Given the number of agencies involved, what does a whole-of-government approach look like in the future? What sorts of interconnectivity would we see?

I think you could expect to see defence organizations from multiple nations working in ad hoc, locally configured coalitions, along with multiple government departments from within a particular nation collaborating in meaningful ways with other government agencies from other nations. These coalitions might be military led but they might also be led by other agencies. To do this, though, requires an unprecedented level of information sharing. Typically, when the competency, authority and responsibility to act exist in one operational node, you will have success. If they are shared across multiple nodes and you have an inability to process and share information, then you will have failure. And in every whole-of-government scenario we have tested so far, we have yet to find a single future scenario where competency, authority and responsibility were resident in a single operational node. It just doesn’t happen. So you have to find a way to share that information.
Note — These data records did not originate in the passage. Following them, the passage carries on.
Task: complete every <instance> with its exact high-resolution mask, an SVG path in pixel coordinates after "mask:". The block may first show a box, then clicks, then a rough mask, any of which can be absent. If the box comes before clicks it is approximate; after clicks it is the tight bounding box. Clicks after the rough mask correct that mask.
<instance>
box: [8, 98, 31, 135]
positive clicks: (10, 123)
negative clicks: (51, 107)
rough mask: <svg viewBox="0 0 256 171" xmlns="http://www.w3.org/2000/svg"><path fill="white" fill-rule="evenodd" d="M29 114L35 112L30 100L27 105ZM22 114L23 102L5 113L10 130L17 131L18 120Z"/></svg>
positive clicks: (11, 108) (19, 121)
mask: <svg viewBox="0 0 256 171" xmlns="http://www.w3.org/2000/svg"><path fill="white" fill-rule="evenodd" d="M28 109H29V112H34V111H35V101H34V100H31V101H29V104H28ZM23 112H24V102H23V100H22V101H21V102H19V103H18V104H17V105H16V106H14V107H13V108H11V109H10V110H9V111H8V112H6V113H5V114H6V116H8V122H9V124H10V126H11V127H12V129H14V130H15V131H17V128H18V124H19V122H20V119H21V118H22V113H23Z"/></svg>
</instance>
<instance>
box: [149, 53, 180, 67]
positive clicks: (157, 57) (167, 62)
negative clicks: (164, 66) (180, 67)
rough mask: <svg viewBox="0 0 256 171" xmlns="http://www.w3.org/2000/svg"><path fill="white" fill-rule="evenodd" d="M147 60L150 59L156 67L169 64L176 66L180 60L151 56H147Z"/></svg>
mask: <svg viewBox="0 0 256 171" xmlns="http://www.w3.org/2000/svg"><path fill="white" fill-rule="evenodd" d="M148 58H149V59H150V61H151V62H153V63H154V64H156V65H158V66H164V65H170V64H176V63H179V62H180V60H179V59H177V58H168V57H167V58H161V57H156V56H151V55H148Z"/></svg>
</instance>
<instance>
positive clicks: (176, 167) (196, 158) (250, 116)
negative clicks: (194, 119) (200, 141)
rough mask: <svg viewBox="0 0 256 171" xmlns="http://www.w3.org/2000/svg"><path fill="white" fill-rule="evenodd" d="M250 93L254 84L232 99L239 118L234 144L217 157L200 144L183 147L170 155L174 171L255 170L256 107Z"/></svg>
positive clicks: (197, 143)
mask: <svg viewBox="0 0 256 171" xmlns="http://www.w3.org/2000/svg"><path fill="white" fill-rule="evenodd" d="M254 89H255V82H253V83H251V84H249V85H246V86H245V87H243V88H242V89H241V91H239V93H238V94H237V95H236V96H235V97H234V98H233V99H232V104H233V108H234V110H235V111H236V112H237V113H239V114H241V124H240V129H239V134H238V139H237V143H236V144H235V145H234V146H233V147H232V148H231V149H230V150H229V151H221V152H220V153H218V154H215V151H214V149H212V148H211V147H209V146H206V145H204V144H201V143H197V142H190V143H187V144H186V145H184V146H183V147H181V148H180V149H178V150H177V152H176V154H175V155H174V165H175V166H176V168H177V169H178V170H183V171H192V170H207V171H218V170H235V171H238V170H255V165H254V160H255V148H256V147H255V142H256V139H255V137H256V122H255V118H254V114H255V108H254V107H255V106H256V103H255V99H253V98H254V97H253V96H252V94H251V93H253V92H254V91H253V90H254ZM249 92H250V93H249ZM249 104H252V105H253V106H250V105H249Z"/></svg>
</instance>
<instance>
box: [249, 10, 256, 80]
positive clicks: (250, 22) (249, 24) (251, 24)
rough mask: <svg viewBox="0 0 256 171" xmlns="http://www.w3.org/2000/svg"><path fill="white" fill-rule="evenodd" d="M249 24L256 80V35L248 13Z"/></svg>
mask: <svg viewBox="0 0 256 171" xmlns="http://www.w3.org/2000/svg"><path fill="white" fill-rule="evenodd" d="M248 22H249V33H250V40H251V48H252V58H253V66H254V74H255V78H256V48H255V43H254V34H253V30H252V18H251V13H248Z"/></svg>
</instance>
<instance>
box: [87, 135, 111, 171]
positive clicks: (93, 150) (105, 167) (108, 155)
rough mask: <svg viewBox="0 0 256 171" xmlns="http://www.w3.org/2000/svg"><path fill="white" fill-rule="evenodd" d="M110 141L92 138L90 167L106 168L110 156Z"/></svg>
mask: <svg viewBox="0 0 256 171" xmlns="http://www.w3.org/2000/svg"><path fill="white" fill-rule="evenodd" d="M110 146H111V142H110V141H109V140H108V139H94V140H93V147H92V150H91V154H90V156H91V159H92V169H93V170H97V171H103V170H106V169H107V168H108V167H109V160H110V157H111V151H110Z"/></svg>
The solution is not to be found in the technology – it will still be through people. It is going to require trust, and trust is only formed through collaborative activities and shared experiences, and the way we will do that is through the increasing use of simulation to allow these organizations to analyze, train and operate together. I guarantee you the real operation will not be like any of the ones they’ve trained for, but because they will have developed that trust and collaborative nature, they will be able to adapt when the real thing happens.